Sea sick of it?
After the latest adventure for Johnny Depp’s rock ’n’ roll rebel – which features a bizarre cameo by Paul McCartney – it could be time to Jack it all in
Thursday, 25th May 2017 — By Dan Carrier

Johnny Depp in the latest Pirates of the Caribbean movie
PIRATES OF THE CARIBBEAN: DEAD MEN TELL NO TALES
Directed by Joachim Rønning and Espen Sandberg
Certificate 12a
☆☆☆
LET’S face it: even the most ardent of Pirates fan must be sea sick by now.
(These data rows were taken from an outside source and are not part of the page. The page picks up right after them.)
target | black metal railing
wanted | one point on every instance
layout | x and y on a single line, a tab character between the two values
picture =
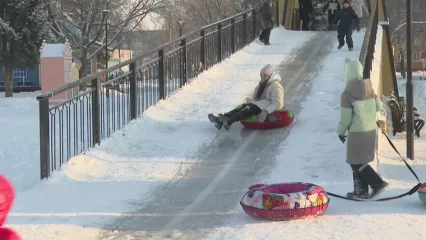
80	122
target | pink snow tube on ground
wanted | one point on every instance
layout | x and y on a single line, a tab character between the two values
7	195
284	201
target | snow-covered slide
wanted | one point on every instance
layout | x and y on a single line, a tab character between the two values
228	161
171	174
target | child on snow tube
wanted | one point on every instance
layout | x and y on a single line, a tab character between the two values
268	97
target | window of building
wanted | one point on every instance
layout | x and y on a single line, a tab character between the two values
20	73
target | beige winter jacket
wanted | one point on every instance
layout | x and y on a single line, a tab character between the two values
272	98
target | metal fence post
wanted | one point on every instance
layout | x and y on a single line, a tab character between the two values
161	77
96	112
44	138
219	42
233	47
184	64
133	101
254	23
203	49
245	40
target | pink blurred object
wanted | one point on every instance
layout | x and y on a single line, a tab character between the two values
7	196
8	234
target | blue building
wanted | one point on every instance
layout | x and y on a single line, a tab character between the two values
24	77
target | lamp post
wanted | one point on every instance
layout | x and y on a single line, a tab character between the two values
105	13
409	90
180	23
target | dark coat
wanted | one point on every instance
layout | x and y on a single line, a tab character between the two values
346	16
266	16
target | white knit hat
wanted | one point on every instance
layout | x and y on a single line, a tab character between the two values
267	70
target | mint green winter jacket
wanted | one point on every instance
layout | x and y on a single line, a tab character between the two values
358	102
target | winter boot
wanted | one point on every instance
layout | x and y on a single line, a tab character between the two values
216	120
379	188
360	188
373	179
227	121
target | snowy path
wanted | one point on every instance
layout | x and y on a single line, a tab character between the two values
119	177
206	195
313	153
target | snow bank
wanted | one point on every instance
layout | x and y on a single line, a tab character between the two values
19	127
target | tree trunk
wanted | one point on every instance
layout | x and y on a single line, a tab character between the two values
402	63
8	80
83	70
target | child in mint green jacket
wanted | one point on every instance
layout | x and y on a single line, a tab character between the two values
359	105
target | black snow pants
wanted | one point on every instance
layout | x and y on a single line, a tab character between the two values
342	33
242	112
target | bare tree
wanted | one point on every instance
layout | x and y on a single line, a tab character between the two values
82	23
397	18
198	13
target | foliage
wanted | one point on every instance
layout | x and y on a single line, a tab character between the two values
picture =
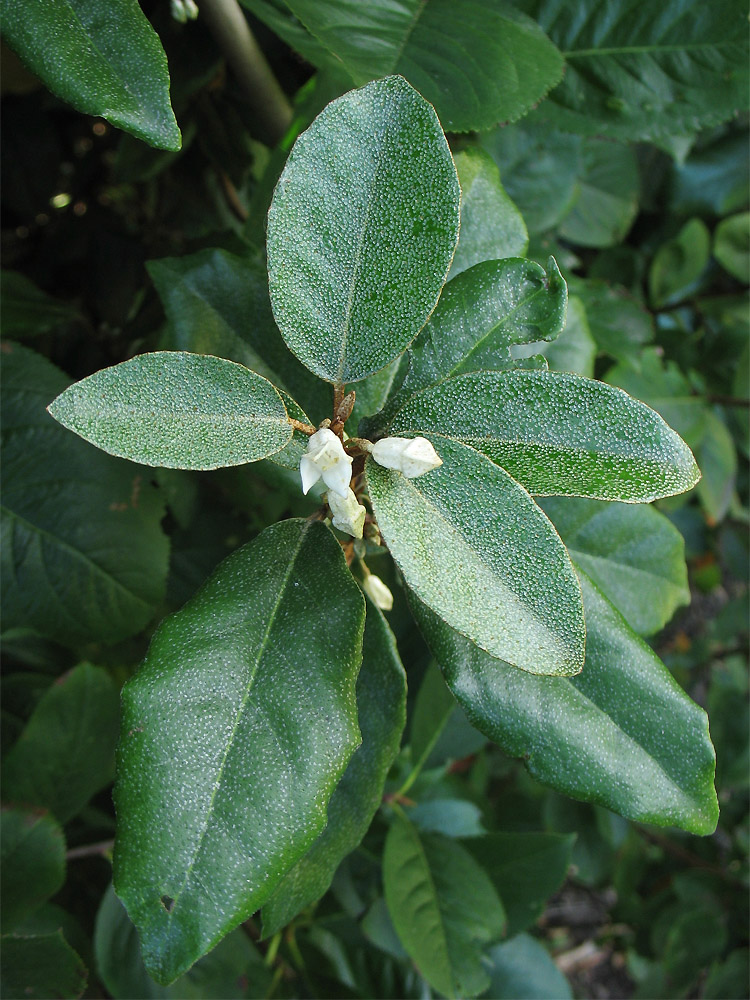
518	247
The formulaic Johnny Depp vehicle has charted a course through five films, all with the same basic idea: Captain Sparrow, a rock’n’roll rebel in the age of sail, gallivants about, swishing his way thorough an adventure involving supernatural sea-lore and the British Navy.
This instalment is no different.
Harry (Brenton Thwaites) is the son of previous chiselled hero Will (Orlando Bloom). He wants to find Poseidon’s trident, as it has the power to break all curses made at sea, and rescue his dad from the clutches of the Flying Dutchman.
Meanwhile, astronomer Carina (Kaya Scodelario) is also on the hunt for the trident as she sets to unravel a riddle set by her father, while also out on the high seas is Captain Salazar (Javier Bardem), leading his crew of half-dead sailors on a mission to kill Sparrow.
The film sloshes through Sparrow getting on the grog, has lots of clashes of swords and leaping from rigging, plenty of watery magic and a bizarre cameo by Paul McCartney as Sparrow’s incarcerated uncle. It is utterly generic and you could splice the set pieces, including every face Depp pulls, into any of the other Pirate movies and be none the wiser of its addition.
Yet it does have saving graces. Thankfully Keira Knightley, who in a film franchise hardly celebrated for its strong performances managed to produce a turn less convincing than the plastic shark in Jaws, is confined to a 30-second cameo at the end. The Pirates love of a Heath Robinson-influenced set is fun – one scene where Sparrow is about to have his head lopped off by a guillotine is both inventive and amusing. Otherwise it’s the same sea-shtick, gently reheated.